Wednesday, March 30, 2011

Traveling Back to the Year 2000

“I’ll just use the Internet. It’s brilliant.” That’s what a good friend of mine said in the winter of 2000 when he was explaining how he was going to revolutionize the business of accounting. It was his brainchild – to provide restaurants with a service that would allow operators to transmit their financials securely over the Internet. “My business will offer interactive online services including payroll, accounts receivable and a virtual filing cabinet – using a Web-based platform that would eliminate the need for multiple accounting and tracking systems.” Hmmmm…Does any of this sound vaguely familiar?

Honestly, at the time, I was intrigued. This seemed like a radical idea. While I was having a little trouble grasping the concept – remember, it was over a decade ago – I could sense that it was the way of the future. “Count me in,” I said. And with that, I was on board – given the job of creating the corporate brand, messaging, and marketing. (Really, I had no choice. We were good friends, he was broke, and I was the only marketing consultant he knew who would actually work for restaurant gift cards.)

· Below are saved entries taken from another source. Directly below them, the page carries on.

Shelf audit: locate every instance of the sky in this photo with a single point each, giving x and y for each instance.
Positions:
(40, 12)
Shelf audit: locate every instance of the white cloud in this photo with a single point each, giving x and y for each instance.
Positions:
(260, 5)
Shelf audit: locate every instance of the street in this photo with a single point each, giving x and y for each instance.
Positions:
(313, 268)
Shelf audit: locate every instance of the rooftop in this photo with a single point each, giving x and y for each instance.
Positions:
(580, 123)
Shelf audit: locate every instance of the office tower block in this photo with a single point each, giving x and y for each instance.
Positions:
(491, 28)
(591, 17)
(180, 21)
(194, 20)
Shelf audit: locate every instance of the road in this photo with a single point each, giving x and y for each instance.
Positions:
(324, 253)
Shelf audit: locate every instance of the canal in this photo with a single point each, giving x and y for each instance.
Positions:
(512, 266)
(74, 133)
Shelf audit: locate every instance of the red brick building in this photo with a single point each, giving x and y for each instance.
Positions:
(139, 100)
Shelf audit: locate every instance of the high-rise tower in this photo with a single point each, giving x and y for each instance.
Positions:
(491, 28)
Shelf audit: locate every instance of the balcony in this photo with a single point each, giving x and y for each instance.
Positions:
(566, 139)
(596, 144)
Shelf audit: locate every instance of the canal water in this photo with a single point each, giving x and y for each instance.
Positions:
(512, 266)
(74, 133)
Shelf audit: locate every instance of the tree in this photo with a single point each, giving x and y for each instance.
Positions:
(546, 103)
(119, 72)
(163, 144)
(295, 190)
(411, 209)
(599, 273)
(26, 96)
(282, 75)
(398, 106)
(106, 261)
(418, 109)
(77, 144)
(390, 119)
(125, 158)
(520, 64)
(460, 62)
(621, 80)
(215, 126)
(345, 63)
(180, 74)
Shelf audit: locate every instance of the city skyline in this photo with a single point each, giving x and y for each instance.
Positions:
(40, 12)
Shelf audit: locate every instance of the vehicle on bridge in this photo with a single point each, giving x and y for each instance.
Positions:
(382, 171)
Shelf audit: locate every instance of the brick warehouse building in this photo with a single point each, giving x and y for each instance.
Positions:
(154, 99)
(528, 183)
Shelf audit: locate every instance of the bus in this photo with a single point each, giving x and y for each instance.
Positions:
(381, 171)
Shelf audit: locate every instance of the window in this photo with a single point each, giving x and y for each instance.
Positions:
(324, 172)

Today, as I look back on the iterations of Web copy, messaging, advertising, training materials, and press releases, I realize that the language of technology has changed but the actual technology has remained relatively the same.

I first wrote about the accounting solution as a Web-based service – transmitting data via point of sale over the Internet to the company’s accountants for analysis. When managed services became the industry buzz word for this type of service, I began writing with this terminology.

It happened again, only a few years ago, when the industry was using the term software-as-a-service (SaaS). The core process being used to support the company’s 600 restaurant clients with their financials had not changed, but the way we were pitching it continued to morph. We modified our messaging with every new term that was adopted by the industry to essentially describe computing in which services and storage are provided over the Internet.

I guess you know where I’m going with this by now. “Computing in which services and storage are provided over the Internet.” Sounds a lot like the new definition of cloud computing doesn’t it? Of course, things have evolved since the first restaurant signed up in 2001 – with the introduction and adoption of technologies and concepts like elastic computing, virtualization and multi-tenancy. Semantics aside, I’m pretty sure this Internet-Managed Service-Cloud Computing-thing is more than just a fad with a somewhat ambiguous name.